Technology that will incorporated with a sophisticated network of computer and robotic machines and systems — working alongside a “human workforce” to ensure production quotas and quality standards are being met to create high-end / material / products for assembly and production.

Processing raw and finished products- (metals, glass, woods, textiles, etc.,) for production. With surplus materials and products sold to other clients for similar, (nautical) or unrelated projects globally.

Glass, resins, polymers and wood

GMS will have its own glass, resin / polymers and wood factories and mills for the exclusive purpose of dedicating and processing raw materials into finished products. These factories and mills will also be state of the art / automated / robotic factories and mills assisted by a human workforce — to ensure high quality production and finishing for our products.

These mills and factories will also be utilized to service clients that require both custom and standard products — (through procurement) that are related or unrelated to our vessels — or even the shipbuilding industry.

The production advantage of having these in-house facilities onsite, ensures on time / quality controlled / work, delivered from our onsite factories to assembly floors. Eliminating time and middle man costs such as production and delivery to shipyard site.

These facilities also provide the flexibility of working with the various departments and sub-departments within the shipyard to ensure and provide precision testing and production of quality / finished products. As well as custom production that can be produced, duplicated and or augmented as needed.

Textiles

· Weaving and embroidering

· Stitching, sewing and gluing

· Dyeing, heat transfer, dipping, staining and or painting

· Pattern making and cutting

Various textiles will be manufactured onsite for naval / interior finishes and décor furnishings. Production includes clothes and fabrics for coverings- (tarps) for equipment, materials and furniture. Manufacture of specific work clothing such as lab, general laborer and security coats and jackets. Special protective clothing resistant to extreme heat or cold while working in certain sterilized and or temperature extreme / sensitive areas- (heat and or bio-hazard suits, coveralls, etc.,). Fabric and covering in interior designs such as drapes, curtains, shades, etc.

Chemical and solvents

Our onsite chemical and solvent facilities for producing certain chemicals relevant to shipbuilding production, manufacturing, assembly, etc.

Phase One: The Global Max Shipyard

· Site search and acquisition

· Planning

· Operations

Site search and acquisition

Phase One, consists of both site location and planning for the new / Global Max Shipyard- (GMS).
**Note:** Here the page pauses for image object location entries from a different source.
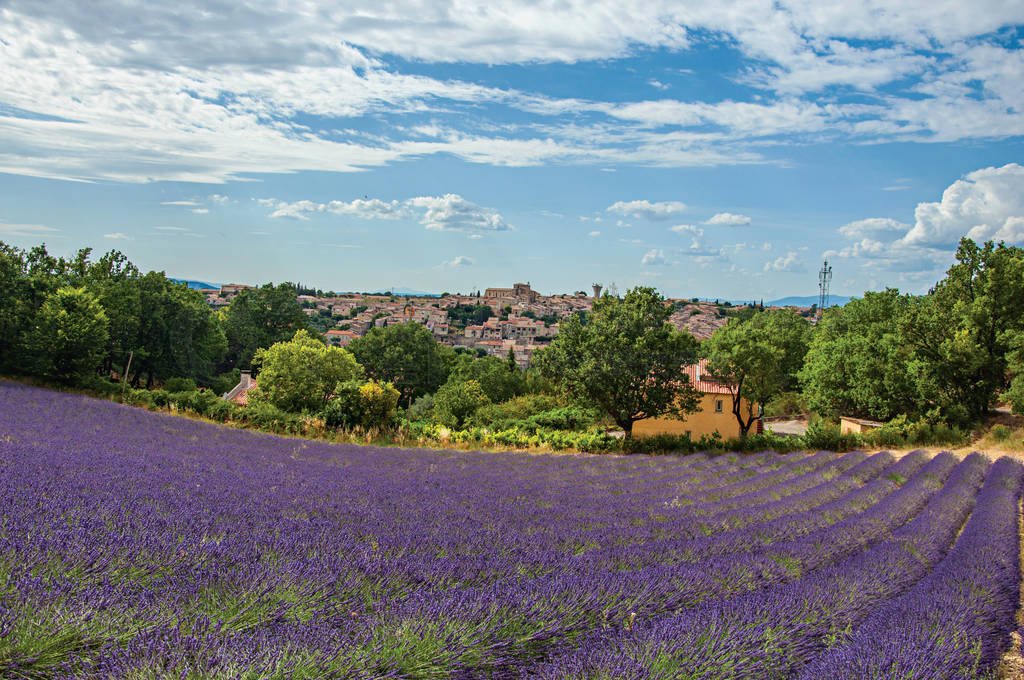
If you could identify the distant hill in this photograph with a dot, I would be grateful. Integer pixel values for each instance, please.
(807, 300)
(193, 284)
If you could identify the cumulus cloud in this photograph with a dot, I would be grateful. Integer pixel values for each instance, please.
(144, 103)
(452, 212)
(364, 209)
(873, 227)
(369, 209)
(653, 257)
(986, 204)
(787, 263)
(863, 248)
(646, 209)
(728, 219)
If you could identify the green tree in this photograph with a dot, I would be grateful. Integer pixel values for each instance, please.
(16, 310)
(758, 358)
(961, 331)
(70, 333)
(1015, 360)
(455, 402)
(178, 335)
(406, 355)
(116, 283)
(364, 404)
(302, 373)
(499, 381)
(257, 319)
(858, 363)
(628, 360)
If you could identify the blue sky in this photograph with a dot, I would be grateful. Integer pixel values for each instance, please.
(719, 150)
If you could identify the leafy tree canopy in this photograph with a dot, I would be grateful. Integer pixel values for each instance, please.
(759, 358)
(455, 402)
(260, 317)
(406, 355)
(627, 360)
(499, 381)
(962, 331)
(858, 364)
(302, 373)
(70, 333)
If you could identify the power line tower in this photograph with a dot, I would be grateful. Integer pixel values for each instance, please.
(824, 283)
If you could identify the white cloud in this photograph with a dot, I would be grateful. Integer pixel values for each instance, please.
(873, 226)
(369, 209)
(452, 212)
(146, 103)
(364, 209)
(728, 219)
(787, 263)
(449, 212)
(646, 209)
(987, 204)
(686, 228)
(9, 229)
(863, 248)
(653, 257)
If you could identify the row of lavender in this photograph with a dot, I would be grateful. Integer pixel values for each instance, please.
(137, 545)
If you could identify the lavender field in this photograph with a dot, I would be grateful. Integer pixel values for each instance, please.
(137, 545)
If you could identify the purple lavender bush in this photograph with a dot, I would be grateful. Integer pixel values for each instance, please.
(139, 545)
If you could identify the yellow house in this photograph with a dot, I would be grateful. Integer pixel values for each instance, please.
(858, 425)
(715, 413)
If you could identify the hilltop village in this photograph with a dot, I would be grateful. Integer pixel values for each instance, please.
(491, 323)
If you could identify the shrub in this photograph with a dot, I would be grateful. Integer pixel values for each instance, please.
(658, 443)
(220, 411)
(507, 414)
(1000, 432)
(456, 401)
(179, 385)
(822, 436)
(199, 401)
(422, 407)
(361, 404)
(270, 418)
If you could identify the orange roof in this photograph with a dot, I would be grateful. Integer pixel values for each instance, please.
(697, 373)
(242, 398)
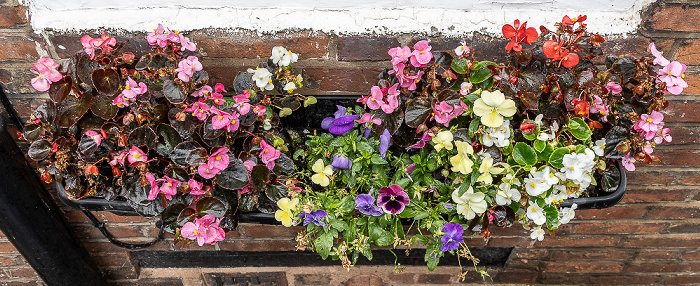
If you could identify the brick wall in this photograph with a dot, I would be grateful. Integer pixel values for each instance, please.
(652, 236)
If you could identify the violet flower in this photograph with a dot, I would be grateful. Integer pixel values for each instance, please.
(384, 140)
(314, 217)
(340, 123)
(365, 204)
(341, 162)
(393, 199)
(453, 236)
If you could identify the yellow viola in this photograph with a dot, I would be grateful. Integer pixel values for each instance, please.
(284, 214)
(322, 173)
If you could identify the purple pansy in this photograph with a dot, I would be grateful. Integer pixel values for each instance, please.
(453, 236)
(393, 199)
(340, 123)
(365, 204)
(314, 217)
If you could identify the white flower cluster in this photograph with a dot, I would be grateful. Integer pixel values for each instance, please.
(499, 136)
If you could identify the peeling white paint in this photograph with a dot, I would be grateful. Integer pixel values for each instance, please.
(337, 16)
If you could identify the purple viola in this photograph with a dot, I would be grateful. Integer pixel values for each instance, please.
(365, 204)
(340, 122)
(314, 217)
(453, 236)
(341, 162)
(393, 199)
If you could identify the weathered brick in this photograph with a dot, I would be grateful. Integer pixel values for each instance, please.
(676, 18)
(582, 267)
(249, 44)
(18, 48)
(12, 16)
(365, 48)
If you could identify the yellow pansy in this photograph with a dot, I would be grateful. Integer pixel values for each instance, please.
(284, 214)
(492, 107)
(322, 173)
(461, 162)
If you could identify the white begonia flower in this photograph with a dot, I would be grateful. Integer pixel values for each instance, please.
(567, 214)
(469, 204)
(537, 233)
(506, 194)
(461, 162)
(599, 148)
(262, 78)
(536, 213)
(443, 140)
(492, 107)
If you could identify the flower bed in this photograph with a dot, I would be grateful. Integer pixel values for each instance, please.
(453, 144)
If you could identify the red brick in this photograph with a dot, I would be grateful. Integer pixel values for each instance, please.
(676, 18)
(350, 79)
(249, 44)
(582, 267)
(12, 16)
(17, 48)
(365, 48)
(664, 242)
(579, 241)
(626, 211)
(590, 254)
(673, 213)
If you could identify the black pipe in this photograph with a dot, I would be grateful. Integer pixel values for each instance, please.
(34, 224)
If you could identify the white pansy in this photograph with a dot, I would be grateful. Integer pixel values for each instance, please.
(537, 233)
(536, 213)
(469, 204)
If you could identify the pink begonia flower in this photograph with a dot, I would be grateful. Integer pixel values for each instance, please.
(196, 188)
(259, 110)
(205, 230)
(376, 98)
(136, 155)
(158, 37)
(200, 110)
(462, 50)
(96, 137)
(153, 194)
(628, 162)
(219, 159)
(269, 154)
(203, 92)
(673, 75)
(104, 42)
(207, 171)
(465, 87)
(132, 88)
(659, 58)
(187, 67)
(421, 55)
(187, 44)
(169, 187)
(242, 103)
(664, 136)
(45, 68)
(613, 87)
(220, 119)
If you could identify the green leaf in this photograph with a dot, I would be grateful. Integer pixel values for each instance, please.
(524, 154)
(579, 129)
(460, 65)
(557, 157)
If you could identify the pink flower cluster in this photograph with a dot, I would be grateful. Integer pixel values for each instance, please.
(377, 99)
(104, 42)
(445, 112)
(45, 69)
(672, 73)
(205, 230)
(161, 36)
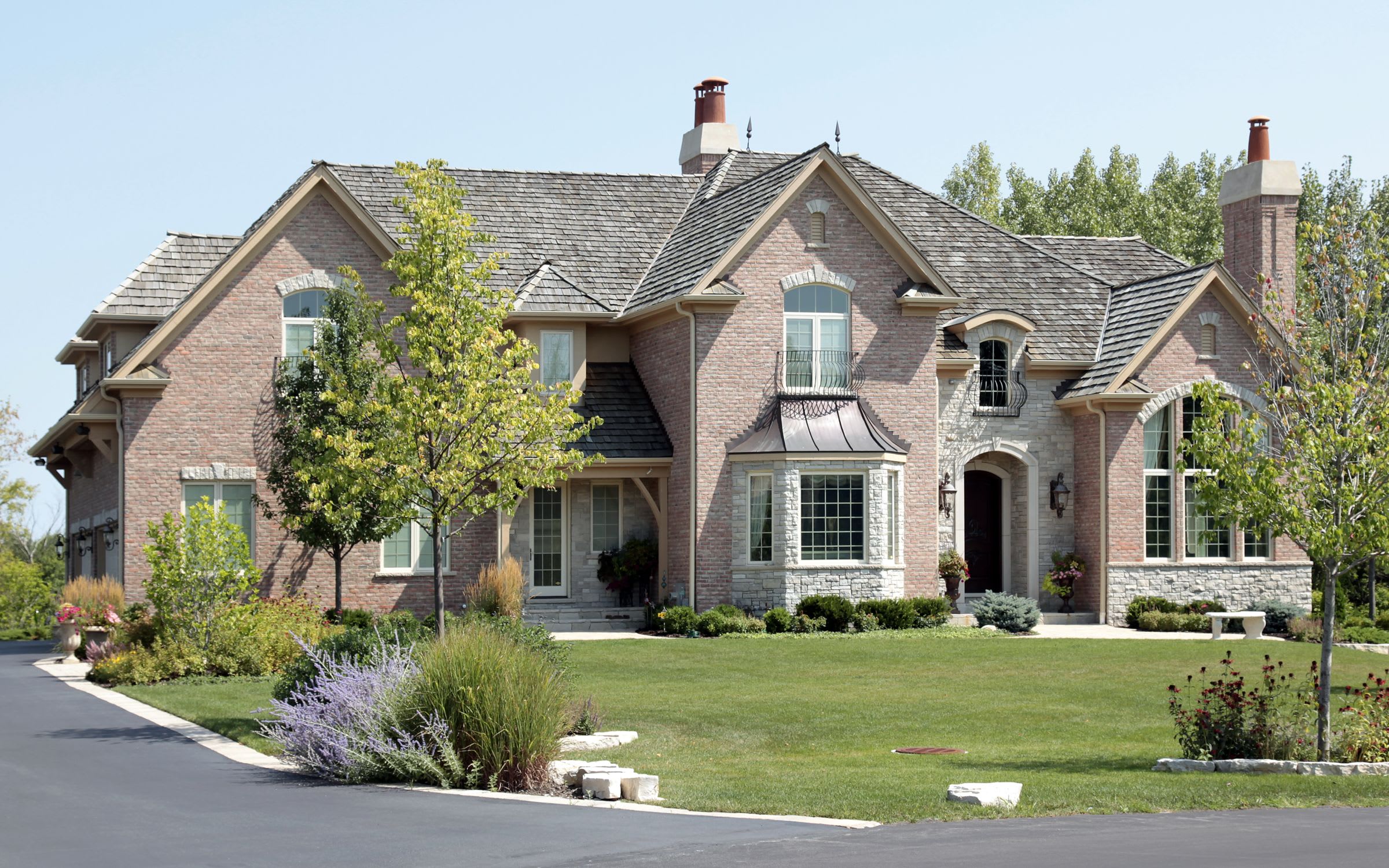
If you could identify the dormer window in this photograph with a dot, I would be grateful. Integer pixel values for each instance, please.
(303, 310)
(994, 374)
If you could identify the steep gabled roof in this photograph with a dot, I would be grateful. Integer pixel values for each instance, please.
(1119, 260)
(1137, 311)
(602, 230)
(161, 281)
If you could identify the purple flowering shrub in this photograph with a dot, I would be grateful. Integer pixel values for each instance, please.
(355, 723)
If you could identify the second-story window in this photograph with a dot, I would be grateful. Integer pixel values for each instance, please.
(302, 314)
(994, 374)
(817, 338)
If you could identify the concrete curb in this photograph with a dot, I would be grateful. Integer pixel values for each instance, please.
(74, 675)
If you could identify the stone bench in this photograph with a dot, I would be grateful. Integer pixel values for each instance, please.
(1254, 623)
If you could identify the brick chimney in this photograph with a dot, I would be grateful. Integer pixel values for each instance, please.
(712, 137)
(1259, 207)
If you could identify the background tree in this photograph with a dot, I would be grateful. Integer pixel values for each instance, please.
(1314, 463)
(303, 469)
(470, 429)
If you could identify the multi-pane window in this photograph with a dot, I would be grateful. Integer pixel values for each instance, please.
(302, 314)
(608, 516)
(892, 514)
(1158, 484)
(994, 374)
(831, 517)
(817, 338)
(760, 518)
(230, 499)
(411, 549)
(556, 358)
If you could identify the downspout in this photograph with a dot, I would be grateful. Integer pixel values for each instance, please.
(120, 470)
(681, 310)
(1105, 509)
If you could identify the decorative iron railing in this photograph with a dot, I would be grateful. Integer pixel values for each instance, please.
(818, 373)
(1004, 396)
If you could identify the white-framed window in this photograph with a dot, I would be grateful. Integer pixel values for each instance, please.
(231, 499)
(994, 373)
(832, 517)
(891, 509)
(410, 549)
(759, 518)
(556, 358)
(817, 338)
(608, 516)
(302, 313)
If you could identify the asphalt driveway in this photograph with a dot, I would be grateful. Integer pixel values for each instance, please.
(85, 782)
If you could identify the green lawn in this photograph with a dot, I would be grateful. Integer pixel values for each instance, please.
(806, 726)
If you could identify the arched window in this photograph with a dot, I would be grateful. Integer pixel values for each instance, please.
(994, 374)
(302, 314)
(817, 338)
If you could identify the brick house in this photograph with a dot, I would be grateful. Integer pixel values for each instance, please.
(814, 377)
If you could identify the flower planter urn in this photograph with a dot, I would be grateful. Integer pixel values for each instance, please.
(70, 639)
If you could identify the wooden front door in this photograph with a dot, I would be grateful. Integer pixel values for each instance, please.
(984, 531)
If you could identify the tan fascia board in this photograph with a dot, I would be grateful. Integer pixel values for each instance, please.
(1019, 321)
(318, 182)
(74, 346)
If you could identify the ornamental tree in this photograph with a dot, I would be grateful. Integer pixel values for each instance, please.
(470, 428)
(1310, 462)
(323, 503)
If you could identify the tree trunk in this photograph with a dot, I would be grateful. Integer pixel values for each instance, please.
(1328, 637)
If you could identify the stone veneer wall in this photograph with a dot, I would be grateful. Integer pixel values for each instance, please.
(1238, 585)
(787, 580)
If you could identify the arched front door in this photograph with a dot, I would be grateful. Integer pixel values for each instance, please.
(984, 531)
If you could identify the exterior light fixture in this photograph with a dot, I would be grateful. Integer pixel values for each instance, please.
(1059, 495)
(948, 494)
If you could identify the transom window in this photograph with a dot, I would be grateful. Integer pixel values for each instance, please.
(994, 374)
(831, 517)
(303, 310)
(410, 549)
(230, 499)
(817, 338)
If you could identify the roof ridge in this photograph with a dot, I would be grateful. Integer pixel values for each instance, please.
(987, 223)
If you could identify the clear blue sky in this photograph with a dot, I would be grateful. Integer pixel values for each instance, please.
(123, 120)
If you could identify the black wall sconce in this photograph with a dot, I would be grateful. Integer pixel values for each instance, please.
(1059, 495)
(948, 494)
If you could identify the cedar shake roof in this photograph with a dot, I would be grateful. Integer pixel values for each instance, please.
(1117, 260)
(631, 427)
(161, 281)
(1137, 311)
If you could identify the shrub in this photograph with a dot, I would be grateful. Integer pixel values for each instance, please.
(1006, 612)
(1147, 605)
(499, 591)
(891, 615)
(505, 706)
(1277, 615)
(678, 620)
(931, 612)
(837, 612)
(358, 723)
(1173, 623)
(778, 620)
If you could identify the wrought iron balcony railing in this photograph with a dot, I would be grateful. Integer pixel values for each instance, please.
(818, 373)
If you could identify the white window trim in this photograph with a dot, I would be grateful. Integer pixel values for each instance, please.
(217, 502)
(800, 531)
(417, 534)
(594, 513)
(748, 517)
(541, 373)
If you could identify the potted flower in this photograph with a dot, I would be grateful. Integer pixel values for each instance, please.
(1066, 571)
(68, 634)
(956, 573)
A proposed / rapid process- (site search and planning) that is anticipated to take roughly 1 year. Six months for the search and six months to plan.

· Site search

· Site survey

· Site selection

Search criteria for a site which possesses the following requirements:

1. Open land, government or privately owned. Consolidated, or single owner.

2. Open flat land that has land access-ways, or where access can be built.

3. Land that contains, is on, or nearby coastal / shorelines.

4. Land that is for sale, or reasonable and fair offer submitted.

5. Land that may have once been a naval shipyard.

6. Land that is a naval shipyard and is for sale.

7. Land that is a naval shipyard with land sufficient for the proposed GMS.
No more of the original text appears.